A novel evasive PDF malware detection model based on stacking learning

Thumbnail Image



Journal Title

Journal ISSN

Volume Title


University of New Brunswick


Over the last few years, Portable Document Format (PDF) has become the most popular content presenting format among users due to its extraordinarily flexible and easy-to-work features. However, advanced PDF features such as Javascript injection or file embedding make them an attractive target to exploit by attackers. Due to the complex PDF structure and sophistication of attacks, traditional detection approaches such as Anti-Viruses are ineffective as they rely on signature-based techniques. Various research works take a different direction and attempt to utilize AI technologies such as Machine Learning (ML) and Deep Learning (DL) to detect malicious PDF files. Despite the results from the research communities, the evasive malicious PDF files are still a security threat. This research attempts to address this gap by proposing a novel framework that stacks ML models for detecting an evasive malicious PDF file. In addition to that, we evaluated our solution by using two different datasets, Contagio and a newly generated evasive PDF dataset.

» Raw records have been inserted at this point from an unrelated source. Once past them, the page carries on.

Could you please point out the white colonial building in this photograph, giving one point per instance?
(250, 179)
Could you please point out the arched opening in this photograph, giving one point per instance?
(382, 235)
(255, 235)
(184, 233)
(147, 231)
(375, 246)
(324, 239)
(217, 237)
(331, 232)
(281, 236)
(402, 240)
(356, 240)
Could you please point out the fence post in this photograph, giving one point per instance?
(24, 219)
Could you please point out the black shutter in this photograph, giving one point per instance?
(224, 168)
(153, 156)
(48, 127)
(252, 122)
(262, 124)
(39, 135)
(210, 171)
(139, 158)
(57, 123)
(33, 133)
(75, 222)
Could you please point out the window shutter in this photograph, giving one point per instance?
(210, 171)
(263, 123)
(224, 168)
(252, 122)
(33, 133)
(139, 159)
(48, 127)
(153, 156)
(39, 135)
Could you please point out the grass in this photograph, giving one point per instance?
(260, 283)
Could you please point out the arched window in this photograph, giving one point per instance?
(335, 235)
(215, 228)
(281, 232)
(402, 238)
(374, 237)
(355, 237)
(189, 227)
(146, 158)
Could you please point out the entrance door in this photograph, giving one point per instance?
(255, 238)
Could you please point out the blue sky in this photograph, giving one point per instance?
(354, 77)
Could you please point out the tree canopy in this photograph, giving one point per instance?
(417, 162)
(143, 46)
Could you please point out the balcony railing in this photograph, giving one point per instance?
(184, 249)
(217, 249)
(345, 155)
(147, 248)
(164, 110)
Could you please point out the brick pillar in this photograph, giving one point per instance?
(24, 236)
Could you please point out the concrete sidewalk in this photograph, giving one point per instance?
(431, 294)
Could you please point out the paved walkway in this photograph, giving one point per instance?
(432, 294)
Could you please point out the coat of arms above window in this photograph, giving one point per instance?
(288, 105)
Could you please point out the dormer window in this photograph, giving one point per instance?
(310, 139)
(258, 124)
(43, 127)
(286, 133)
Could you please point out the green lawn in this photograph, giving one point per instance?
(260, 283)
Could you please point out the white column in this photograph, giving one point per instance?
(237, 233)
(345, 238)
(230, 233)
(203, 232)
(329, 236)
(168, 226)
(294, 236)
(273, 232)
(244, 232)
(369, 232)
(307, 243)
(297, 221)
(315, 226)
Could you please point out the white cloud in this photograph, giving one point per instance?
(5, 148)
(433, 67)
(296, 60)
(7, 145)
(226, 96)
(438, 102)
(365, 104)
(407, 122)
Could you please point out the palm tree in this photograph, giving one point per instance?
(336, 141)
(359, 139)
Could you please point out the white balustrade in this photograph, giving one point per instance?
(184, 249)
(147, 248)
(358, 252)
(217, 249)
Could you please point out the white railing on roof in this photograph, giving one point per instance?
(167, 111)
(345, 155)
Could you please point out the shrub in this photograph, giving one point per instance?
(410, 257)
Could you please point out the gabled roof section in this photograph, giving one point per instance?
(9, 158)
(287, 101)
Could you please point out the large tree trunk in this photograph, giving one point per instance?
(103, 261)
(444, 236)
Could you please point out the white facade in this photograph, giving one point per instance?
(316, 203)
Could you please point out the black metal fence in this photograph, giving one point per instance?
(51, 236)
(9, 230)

In the first evaluation, we achieved accuracy and F1-score of 99.89% and 99.86%, which is better than the performance of existing models. Moreover, we re-evaluated our framework using our new evasive PDF dataset as an improved version of Contagio to verify our solution further. As a result, we achieved 98.69% and 98.77% as accuracy and F1-scores, demonstrating the effectiveness of our approach to improve the results. Experimental results along with the new dataset proved that our model could be applied in practice.